As of July 1, the firm closed TRAK Fund Solution to new investors, saying they have better and more flexible opportunities in other fee-based programs that include the funds in TRAK. Existing customers can remain, but about 40 percent of their assets have moved since the company told its more than 17,000 brokers of the plan to shrink in May, said James Tracy, who runs Morgan Stanley's Consulting Group Wealth Advisory Solutions.

"People are doing much more sophisticated things with their portfolios" than investing only in mutual funds, he said.
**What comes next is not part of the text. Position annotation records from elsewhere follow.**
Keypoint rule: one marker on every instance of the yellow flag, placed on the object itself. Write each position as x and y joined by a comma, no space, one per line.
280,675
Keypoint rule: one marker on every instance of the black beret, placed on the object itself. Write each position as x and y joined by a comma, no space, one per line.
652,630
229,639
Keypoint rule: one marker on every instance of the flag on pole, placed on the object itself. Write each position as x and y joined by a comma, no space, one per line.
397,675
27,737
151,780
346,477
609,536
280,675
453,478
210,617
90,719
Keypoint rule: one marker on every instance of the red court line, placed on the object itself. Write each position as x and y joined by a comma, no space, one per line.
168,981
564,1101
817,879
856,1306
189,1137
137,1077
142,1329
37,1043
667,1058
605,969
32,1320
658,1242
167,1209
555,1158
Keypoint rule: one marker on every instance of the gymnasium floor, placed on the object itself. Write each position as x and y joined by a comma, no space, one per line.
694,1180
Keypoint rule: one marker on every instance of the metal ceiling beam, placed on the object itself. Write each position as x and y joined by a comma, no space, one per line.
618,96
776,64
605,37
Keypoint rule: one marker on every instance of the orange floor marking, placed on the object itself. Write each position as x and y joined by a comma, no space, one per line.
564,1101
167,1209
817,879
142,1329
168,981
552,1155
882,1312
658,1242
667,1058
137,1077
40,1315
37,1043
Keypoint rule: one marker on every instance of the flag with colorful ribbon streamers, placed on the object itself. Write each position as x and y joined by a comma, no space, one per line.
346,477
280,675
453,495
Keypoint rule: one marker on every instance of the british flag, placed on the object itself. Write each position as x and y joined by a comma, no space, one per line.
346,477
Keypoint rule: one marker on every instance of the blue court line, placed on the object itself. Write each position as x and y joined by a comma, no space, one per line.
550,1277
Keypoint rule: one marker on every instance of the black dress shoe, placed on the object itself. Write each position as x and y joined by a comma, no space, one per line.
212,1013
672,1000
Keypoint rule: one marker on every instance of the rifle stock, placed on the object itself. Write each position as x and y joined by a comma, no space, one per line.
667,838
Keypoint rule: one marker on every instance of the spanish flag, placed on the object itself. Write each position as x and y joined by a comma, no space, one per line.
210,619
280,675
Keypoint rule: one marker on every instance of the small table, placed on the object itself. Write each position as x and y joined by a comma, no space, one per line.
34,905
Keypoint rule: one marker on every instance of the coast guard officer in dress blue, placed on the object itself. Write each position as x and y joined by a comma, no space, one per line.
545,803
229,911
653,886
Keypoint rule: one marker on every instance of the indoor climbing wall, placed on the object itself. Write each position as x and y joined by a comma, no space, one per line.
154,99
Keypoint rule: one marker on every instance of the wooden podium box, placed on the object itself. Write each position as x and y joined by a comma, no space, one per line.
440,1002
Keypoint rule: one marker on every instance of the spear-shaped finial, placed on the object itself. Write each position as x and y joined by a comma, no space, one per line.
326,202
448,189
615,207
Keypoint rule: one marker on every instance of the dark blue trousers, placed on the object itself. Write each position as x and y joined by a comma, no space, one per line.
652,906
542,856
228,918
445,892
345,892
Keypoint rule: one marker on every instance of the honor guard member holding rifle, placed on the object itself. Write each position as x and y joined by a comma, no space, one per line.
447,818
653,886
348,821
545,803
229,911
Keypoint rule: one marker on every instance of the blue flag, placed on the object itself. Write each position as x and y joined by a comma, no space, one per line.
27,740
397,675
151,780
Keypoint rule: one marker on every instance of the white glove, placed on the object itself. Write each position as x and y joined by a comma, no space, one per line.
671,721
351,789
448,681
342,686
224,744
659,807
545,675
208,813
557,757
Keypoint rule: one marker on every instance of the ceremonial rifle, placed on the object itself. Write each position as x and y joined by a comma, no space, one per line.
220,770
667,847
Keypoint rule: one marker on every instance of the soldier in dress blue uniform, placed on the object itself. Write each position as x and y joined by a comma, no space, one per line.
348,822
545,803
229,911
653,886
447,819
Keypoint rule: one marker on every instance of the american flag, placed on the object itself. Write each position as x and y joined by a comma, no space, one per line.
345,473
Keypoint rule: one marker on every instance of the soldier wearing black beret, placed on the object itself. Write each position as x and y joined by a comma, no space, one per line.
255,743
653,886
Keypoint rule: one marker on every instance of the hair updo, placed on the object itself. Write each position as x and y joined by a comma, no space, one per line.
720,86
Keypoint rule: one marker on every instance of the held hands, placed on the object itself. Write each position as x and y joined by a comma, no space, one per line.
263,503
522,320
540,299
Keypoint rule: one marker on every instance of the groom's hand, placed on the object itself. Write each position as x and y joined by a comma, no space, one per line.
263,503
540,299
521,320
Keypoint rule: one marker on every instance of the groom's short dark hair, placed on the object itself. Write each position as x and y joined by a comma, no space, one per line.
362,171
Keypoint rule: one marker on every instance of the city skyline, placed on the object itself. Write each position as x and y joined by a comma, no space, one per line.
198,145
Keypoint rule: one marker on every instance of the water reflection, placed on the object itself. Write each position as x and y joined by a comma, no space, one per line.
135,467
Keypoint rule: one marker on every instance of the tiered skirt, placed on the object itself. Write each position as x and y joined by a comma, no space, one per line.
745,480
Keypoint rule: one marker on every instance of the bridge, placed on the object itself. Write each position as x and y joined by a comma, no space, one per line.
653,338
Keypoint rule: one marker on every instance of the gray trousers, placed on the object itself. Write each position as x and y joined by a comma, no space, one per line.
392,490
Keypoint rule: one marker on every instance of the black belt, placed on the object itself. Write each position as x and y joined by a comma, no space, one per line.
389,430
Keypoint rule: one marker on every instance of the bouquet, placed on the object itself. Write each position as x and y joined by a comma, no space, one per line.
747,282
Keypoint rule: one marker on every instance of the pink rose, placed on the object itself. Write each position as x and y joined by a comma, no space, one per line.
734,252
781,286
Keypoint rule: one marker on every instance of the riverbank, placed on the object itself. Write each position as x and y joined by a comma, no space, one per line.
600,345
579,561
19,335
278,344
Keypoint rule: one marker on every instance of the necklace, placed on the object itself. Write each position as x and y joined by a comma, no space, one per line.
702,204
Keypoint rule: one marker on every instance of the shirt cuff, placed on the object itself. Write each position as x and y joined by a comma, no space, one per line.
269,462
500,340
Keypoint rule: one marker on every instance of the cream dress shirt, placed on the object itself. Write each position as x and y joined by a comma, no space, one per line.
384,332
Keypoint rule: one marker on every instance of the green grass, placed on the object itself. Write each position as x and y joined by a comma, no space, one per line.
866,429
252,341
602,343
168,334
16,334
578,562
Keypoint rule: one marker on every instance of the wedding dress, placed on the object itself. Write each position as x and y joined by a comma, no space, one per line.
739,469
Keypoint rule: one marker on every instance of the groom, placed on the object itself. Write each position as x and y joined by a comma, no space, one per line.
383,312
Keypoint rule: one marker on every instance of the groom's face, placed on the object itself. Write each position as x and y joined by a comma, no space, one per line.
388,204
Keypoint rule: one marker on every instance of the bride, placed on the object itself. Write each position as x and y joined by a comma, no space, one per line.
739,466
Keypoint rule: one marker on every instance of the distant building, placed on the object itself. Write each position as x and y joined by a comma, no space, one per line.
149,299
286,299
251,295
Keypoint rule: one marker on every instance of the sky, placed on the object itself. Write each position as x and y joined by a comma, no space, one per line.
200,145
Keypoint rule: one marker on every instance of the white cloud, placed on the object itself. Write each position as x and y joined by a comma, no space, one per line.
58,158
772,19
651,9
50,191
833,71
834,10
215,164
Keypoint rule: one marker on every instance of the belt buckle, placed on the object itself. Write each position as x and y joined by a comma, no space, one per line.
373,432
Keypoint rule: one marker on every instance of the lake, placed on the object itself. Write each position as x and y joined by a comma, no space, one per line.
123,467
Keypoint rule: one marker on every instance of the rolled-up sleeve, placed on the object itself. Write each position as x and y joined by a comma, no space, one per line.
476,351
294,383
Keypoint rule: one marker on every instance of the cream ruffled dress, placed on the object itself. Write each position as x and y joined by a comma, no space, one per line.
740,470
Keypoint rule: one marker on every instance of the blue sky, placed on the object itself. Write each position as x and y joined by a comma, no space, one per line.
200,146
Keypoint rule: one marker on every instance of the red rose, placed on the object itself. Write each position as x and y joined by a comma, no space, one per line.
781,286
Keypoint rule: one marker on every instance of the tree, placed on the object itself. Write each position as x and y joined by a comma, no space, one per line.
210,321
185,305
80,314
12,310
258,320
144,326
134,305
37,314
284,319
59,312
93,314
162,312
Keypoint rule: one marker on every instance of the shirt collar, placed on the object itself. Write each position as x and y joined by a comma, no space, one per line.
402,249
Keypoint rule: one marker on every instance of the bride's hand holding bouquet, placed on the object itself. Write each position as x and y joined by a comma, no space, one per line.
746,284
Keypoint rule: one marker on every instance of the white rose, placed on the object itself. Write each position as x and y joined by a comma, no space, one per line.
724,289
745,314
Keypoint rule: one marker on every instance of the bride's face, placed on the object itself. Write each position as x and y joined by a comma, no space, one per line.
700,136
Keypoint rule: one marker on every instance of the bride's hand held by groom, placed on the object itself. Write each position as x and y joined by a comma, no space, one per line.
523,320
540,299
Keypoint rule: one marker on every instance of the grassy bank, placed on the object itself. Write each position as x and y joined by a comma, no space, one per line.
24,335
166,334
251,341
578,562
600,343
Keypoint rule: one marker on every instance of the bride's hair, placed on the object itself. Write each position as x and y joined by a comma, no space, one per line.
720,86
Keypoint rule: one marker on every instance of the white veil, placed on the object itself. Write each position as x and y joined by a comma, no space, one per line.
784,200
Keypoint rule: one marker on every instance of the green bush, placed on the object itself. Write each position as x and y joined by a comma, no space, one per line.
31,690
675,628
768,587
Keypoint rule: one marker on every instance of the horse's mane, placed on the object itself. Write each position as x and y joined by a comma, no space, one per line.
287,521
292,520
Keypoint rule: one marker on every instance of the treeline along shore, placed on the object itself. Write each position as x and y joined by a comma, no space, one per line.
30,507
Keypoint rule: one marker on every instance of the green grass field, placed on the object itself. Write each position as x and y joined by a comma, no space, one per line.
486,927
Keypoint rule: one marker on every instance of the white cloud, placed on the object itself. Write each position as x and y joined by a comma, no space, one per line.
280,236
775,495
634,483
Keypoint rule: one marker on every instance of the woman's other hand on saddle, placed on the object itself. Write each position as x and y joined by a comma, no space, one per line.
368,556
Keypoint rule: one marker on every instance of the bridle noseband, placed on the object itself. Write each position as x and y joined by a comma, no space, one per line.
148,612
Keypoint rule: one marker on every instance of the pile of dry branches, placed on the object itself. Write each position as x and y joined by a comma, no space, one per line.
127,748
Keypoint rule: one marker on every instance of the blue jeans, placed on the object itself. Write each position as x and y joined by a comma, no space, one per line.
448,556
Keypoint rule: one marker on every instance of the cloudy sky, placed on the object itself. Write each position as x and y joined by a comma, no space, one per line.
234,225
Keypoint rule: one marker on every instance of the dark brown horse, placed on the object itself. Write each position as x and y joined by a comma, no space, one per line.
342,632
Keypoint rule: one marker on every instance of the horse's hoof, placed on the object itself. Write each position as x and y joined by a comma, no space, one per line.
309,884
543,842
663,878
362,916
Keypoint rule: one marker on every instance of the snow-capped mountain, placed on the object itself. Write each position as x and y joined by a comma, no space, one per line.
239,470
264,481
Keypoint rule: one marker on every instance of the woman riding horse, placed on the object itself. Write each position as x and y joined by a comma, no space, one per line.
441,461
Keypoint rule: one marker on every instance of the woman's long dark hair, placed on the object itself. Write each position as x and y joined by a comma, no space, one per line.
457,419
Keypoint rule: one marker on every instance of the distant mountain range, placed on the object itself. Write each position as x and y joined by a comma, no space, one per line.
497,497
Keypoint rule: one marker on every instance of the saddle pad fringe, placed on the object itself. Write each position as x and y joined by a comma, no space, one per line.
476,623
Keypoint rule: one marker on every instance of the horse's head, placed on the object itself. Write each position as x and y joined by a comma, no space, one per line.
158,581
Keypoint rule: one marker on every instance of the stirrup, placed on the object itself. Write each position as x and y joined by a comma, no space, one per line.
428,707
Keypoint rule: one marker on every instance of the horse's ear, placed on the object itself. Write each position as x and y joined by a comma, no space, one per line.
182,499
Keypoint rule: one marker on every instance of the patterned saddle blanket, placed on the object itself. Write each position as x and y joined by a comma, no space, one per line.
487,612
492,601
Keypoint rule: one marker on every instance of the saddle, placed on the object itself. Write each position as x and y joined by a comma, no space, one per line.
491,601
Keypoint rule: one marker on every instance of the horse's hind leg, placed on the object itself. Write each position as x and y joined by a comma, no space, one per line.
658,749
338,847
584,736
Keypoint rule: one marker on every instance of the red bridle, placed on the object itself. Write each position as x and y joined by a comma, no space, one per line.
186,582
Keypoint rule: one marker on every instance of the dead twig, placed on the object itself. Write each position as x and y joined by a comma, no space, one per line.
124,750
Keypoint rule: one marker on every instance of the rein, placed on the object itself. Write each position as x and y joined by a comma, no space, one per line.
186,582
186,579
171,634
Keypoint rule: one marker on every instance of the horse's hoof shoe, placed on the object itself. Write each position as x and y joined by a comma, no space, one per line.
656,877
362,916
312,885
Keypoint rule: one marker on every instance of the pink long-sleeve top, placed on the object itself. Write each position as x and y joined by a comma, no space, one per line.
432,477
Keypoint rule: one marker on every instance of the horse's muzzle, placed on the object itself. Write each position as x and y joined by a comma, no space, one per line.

The move comes as major U.S. brokerage firms are tweaking their fast-growing managed account platforms to better unify pricing and reduce paperwork. Bank of America Corp's Merrill Lynch wealth management unit, for example, is merging more than five managed programs into a single Merrill One platform by the end of next year.

Consolidation riles some brokers who have to explain the changes to clients, but the firms say improved managed account technology makes it easier for brokers to monitor client portfolios, reduce paperwork and spend more time servicing clients and meeting new prospects.

It also allows brokerage firms to standardize fees and discount limits across programs, whether customers invest on their own, give full discretion to a broker or use model portfolios created by a firm.

Merrill One, for example, uses a single billing and fee process no matter how many management programs are used. Morgan Stanley expects to make some changes in its discounting and fee policies over the next two years, but will not announce anything until its budget process is complete by yearend, Tracy said.

TRAK Fund Solution was created in 1994 at Smith Barney, which Morgan Stanley purchased in full last year. Together with a companion program in which Morgan Stanley gets a management fee, TRAK had $34.7 billion of assets as of June 30, according to Cerulli Associates. The companion program remains open to new investors.

Mutual fund advisory programs surpass all other types with $1 trillion of assets as of June 30. But they are more popular at discount brokerages and regional firms that focus on less affluent investors than do larger firms such as Morgan Stanley and Merrill.

Those firms rank first and second respectively in total managed assets with a combined market share of 35 percent, or $1.3 trillion, but are ninth and tenth in mutual fund-only assets, according to Cerulli.

The biggest managed fund sponsors are Fidelity Investments, Ameriprise Financial and Edward Jones, with a 39 percent share among them.